Наконец из-за двери раздался голос слуги:

— Макрон уже в доме, господин.

— Что он сказал? — тревожно спросила Энния.

— Он сказал, что Макрон с нами, — ответил я.

Она почти оттолкнула меня и села на постели. Я

знал, что она не успеет ничего сделать, и лежал спокойно. Дверь отворилась, и в сопровождении двух слуг, несших светильники, вошел Макрон. Ритмичный звук его шагов особенно четко звучал в комнате. Так, как если бы он не в спальню входил, а участвовал в триумфе [11]. Моем или Тиберия, не имело значения. Свет за его спиной растекался в пространстве, казалось, что он исходит от него самого. Лицо его было гневным. Слуги поставили светильники и вышли. Мы остались втроем. Я продолжал лежать, Макрон стоял в центре комнаты, недалеко от постели. Энния отбежала к противоположной стене, наименее освещенной. Одеться она не успела и только прикрывала наготу скомканной столой [12]. Макрон дотронулся пальцами до рукояти клинка, висевшего на поясе, но рукояти не сжал, а отвел руку. Повернул голову и посмотрел на меня. Вряд ли он представлял меня теперь своим боевым соратником. Я медленно поднялся и сел на постели. Торс мой был обнажен. Пауза была долгой, кажется, слишком долгой. Но я заговорил только тогда, когда он понял или хоть как-нибудь ощутил, что я буду говорить о другом.

— Необходимо, Макрон, — заговорил я, — завтра поставить в охране Тиберия самых надежных людей Самых надежных. Которые умрут не за государство, не за императора, но единственно за своего командира. У такого командира, как Макрон, должны быть преданные солдаты.

Я смотрел на Макрона и не видел Эннии. Но я ощущал дрожь ее тела. А лицо самого Макрона сделалось бледным. Даже в неярком пламени светильников это было хорошо заметно. Потом оно пошло красными пятнами. Так, как будто Макрон принял сильную дозу яда. Я смотрел на него и ждал, когда он схватится руками за горло и упадет навзничь. Мне совсем не нужно было, чтобы он упал, но я смотрел на него и хотел этого. Выдержав паузу, он должен был понять, что ответить ему нечем и нечего.

Я тихо проговорил:

— А теперь иди, Макрон. Завтра мы вместе обедаем: у императора. Никто не должен потревожить нас. Во всяком случае, до поздней ночи.

Он медленно повернулся и вышел, звука его шагов не было слышно. Только один раз, у самой двери, подошва шаркнула по полу, как если бы он оступился.

Я встал, подошел к Эннии, взял за плечи и отвел на постель.

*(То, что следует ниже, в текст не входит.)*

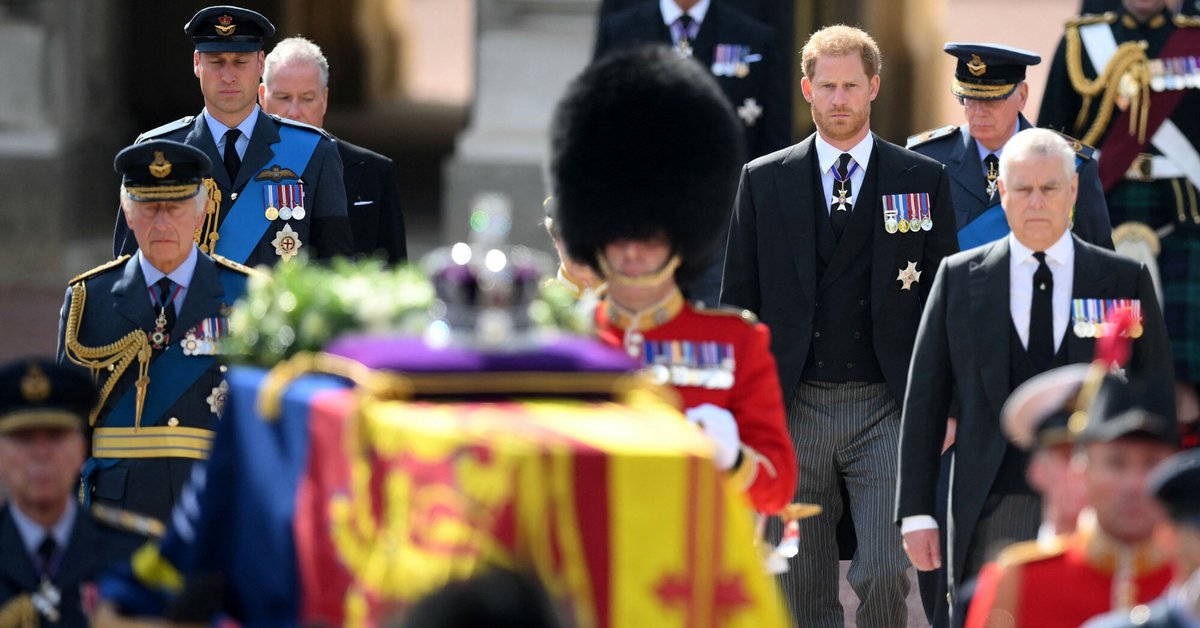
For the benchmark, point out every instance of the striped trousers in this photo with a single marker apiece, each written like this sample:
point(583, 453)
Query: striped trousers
point(846, 432)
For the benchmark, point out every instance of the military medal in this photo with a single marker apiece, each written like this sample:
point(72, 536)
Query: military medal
point(843, 195)
point(909, 275)
point(287, 243)
point(269, 193)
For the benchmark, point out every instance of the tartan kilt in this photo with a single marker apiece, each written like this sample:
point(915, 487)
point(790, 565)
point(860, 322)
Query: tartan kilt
point(1159, 203)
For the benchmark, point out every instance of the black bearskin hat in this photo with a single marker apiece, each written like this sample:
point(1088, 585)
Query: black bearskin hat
point(643, 142)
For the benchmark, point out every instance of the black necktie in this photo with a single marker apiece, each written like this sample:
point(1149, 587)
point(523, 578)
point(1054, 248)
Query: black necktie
point(991, 172)
point(46, 556)
point(843, 193)
point(166, 292)
point(1042, 316)
point(233, 162)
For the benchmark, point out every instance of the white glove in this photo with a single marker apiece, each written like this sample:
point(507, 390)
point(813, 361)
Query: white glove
point(719, 424)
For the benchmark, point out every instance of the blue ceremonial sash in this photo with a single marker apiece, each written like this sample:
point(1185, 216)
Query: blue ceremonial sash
point(246, 222)
point(990, 226)
point(172, 374)
point(993, 223)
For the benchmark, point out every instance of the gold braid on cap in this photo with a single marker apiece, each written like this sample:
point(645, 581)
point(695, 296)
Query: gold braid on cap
point(118, 356)
point(207, 235)
point(1127, 73)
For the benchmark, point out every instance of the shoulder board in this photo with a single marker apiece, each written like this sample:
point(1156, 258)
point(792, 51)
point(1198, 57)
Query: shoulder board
point(1087, 19)
point(166, 129)
point(1187, 22)
point(101, 268)
point(726, 310)
point(1083, 150)
point(234, 265)
point(127, 521)
point(931, 135)
point(1029, 551)
point(300, 125)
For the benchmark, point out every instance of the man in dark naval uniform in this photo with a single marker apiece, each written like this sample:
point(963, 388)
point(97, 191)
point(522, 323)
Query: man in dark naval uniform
point(148, 327)
point(738, 49)
point(277, 189)
point(1126, 83)
point(53, 550)
point(989, 83)
point(295, 85)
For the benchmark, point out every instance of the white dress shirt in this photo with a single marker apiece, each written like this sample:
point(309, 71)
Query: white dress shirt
point(827, 160)
point(1021, 265)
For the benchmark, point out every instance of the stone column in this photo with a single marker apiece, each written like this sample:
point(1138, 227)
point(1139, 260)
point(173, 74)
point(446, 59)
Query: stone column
point(527, 51)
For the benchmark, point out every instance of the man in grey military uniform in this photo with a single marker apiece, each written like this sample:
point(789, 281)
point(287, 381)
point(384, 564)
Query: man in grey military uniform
point(989, 83)
point(148, 327)
point(276, 189)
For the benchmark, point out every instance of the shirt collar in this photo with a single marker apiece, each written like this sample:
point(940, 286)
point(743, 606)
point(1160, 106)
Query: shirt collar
point(983, 150)
point(31, 532)
point(1061, 252)
point(219, 130)
point(671, 11)
point(181, 275)
point(827, 154)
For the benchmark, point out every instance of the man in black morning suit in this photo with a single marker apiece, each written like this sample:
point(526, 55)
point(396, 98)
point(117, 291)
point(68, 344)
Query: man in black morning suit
point(255, 154)
point(295, 85)
point(738, 49)
point(52, 550)
point(843, 312)
point(997, 315)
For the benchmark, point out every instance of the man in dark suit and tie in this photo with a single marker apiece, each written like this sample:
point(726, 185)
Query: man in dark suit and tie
point(833, 244)
point(53, 550)
point(997, 315)
point(738, 49)
point(280, 190)
point(295, 85)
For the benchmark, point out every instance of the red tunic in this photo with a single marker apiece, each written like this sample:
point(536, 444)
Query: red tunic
point(1065, 584)
point(721, 357)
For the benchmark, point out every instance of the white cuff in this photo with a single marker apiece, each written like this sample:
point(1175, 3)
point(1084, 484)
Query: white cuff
point(915, 522)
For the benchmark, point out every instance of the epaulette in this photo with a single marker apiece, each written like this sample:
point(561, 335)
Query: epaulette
point(300, 125)
point(127, 521)
point(929, 136)
point(166, 129)
point(1083, 150)
point(1086, 19)
point(1029, 551)
point(234, 265)
point(1186, 22)
point(726, 310)
point(97, 270)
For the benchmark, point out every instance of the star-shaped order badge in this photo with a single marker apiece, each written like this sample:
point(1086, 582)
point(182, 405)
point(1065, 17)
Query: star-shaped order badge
point(909, 275)
point(287, 243)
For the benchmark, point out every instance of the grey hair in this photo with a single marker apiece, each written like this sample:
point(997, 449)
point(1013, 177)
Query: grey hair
point(1037, 143)
point(201, 199)
point(295, 49)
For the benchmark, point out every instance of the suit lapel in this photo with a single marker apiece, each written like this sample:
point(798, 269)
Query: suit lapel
point(966, 168)
point(859, 227)
point(131, 298)
point(795, 189)
point(989, 309)
point(203, 295)
point(1087, 283)
point(16, 567)
point(259, 150)
point(201, 136)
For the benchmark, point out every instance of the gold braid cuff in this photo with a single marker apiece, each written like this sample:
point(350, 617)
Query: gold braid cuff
point(117, 356)
point(207, 235)
point(1128, 71)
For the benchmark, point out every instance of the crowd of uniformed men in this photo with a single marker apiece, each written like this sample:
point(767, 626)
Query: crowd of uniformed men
point(1001, 418)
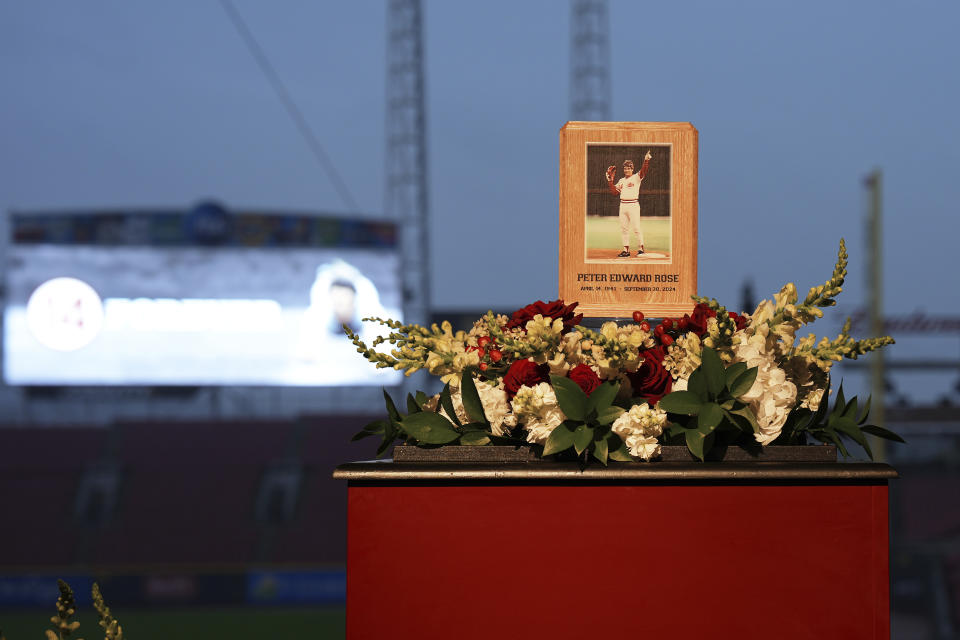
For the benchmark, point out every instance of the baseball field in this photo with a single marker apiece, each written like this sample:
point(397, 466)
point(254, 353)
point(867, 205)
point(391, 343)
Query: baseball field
point(604, 242)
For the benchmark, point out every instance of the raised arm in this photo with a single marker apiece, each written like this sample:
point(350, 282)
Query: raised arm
point(646, 165)
point(611, 174)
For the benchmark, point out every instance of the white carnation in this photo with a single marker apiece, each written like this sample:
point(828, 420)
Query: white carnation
point(495, 406)
point(772, 395)
point(639, 428)
point(536, 407)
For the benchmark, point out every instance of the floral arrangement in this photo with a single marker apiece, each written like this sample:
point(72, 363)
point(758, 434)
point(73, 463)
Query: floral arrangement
point(64, 626)
point(713, 378)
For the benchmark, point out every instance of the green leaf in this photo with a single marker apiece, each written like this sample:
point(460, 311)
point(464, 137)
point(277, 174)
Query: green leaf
point(600, 451)
point(609, 415)
point(880, 432)
point(471, 397)
point(866, 412)
point(602, 397)
point(412, 406)
point(391, 408)
point(743, 382)
point(713, 371)
point(561, 439)
point(447, 403)
point(570, 397)
point(710, 416)
point(474, 439)
point(683, 402)
point(695, 442)
point(582, 437)
point(733, 371)
point(697, 384)
point(429, 428)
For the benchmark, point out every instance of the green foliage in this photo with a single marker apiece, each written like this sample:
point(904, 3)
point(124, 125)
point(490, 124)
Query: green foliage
point(846, 421)
point(710, 409)
point(587, 430)
point(424, 427)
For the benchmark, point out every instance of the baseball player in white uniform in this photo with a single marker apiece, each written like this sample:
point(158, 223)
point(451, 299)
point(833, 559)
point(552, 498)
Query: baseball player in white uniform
point(628, 188)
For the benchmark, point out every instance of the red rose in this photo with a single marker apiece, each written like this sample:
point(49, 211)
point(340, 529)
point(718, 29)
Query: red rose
point(552, 310)
point(651, 380)
point(697, 322)
point(524, 372)
point(585, 378)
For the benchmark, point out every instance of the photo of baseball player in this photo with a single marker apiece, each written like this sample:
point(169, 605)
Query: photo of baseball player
point(628, 189)
point(628, 217)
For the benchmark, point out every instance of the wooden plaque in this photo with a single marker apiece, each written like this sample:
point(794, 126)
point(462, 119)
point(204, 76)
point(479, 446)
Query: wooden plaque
point(624, 249)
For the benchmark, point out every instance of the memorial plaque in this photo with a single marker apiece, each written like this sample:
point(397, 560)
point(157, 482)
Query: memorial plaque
point(628, 217)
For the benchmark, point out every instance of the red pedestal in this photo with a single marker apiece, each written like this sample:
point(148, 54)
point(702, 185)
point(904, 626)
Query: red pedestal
point(731, 551)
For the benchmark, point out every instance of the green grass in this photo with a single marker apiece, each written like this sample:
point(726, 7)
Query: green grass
point(603, 232)
point(237, 623)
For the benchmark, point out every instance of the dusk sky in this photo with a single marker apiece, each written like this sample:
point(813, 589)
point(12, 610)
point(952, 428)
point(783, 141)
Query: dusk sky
point(161, 104)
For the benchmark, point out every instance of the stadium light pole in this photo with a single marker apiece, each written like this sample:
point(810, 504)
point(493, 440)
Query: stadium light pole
point(874, 185)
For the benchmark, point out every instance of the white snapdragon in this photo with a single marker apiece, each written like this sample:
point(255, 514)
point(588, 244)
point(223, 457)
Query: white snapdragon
point(536, 407)
point(639, 428)
point(772, 396)
point(496, 407)
point(683, 356)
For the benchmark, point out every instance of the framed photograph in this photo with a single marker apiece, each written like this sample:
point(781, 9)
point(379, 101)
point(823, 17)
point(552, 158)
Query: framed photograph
point(628, 217)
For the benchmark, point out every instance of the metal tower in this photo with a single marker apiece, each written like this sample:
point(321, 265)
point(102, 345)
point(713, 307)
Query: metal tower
point(589, 60)
point(406, 159)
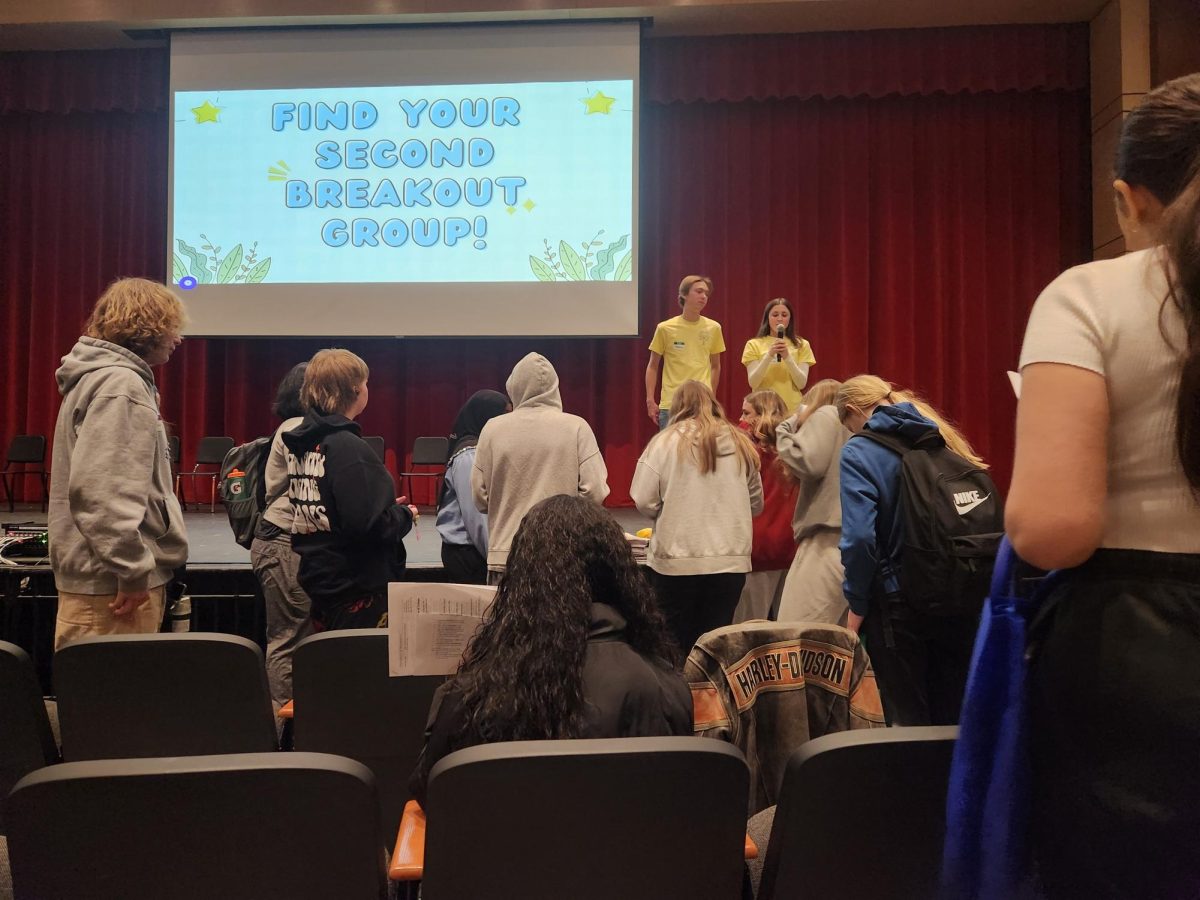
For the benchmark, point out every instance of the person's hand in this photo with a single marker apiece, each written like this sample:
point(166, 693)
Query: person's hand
point(127, 603)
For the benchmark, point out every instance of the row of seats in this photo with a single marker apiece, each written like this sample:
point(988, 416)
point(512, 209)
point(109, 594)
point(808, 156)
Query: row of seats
point(861, 813)
point(28, 451)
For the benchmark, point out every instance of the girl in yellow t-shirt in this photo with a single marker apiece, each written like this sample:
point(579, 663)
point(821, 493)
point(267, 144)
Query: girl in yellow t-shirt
point(779, 364)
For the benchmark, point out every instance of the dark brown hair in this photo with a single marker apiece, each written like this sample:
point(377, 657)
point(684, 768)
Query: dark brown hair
point(522, 675)
point(1159, 150)
point(789, 330)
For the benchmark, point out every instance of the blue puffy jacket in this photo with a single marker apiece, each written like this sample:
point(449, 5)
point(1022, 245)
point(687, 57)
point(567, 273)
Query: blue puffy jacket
point(871, 528)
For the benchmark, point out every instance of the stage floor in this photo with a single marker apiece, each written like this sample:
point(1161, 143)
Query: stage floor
point(211, 544)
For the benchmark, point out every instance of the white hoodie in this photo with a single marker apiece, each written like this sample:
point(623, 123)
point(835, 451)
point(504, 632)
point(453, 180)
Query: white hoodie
point(703, 520)
point(531, 454)
point(114, 521)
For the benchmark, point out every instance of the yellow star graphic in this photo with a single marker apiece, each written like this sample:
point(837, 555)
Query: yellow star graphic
point(598, 103)
point(207, 113)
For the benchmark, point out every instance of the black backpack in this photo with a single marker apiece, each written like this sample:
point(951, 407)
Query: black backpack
point(953, 520)
point(245, 496)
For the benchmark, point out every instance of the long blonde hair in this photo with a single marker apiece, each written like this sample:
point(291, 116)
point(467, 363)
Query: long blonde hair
point(771, 409)
point(822, 394)
point(865, 391)
point(699, 420)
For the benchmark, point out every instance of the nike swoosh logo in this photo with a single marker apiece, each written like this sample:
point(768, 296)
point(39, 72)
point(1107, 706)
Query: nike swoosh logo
point(964, 510)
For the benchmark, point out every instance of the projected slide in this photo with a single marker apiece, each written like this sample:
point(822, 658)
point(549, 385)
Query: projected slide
point(465, 183)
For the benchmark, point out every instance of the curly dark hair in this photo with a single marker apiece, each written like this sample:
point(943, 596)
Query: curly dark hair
point(522, 675)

Плечи ее были холодны, а скомканную одежду она прижимала к груди. Ночью она не ушла от меня и утром осталась в моем доме. Смотрела на меня испуганно и настороженно.

В этот раз обед у Тиберия проходил не как обычно. Кроме нас с Макроном присутствовал еще мальчик-вольноотпущенник. Больше девичье, чем детское лицо. Когда он смотрел на императора, взгляд его был одновременно и как будто преданный, и загнанный. Я представил себе, как Тиберий ласкает его своими жирными руками, как целует своим провалившимся морщинистым ртом, а губы его холодны, дряблы и скользки. Когда я представил себе это, мне сделалось противно и совсем не жаль стало мальчика: красота его — а он действительно был красив — была осквернена прикосновениями Тиберия.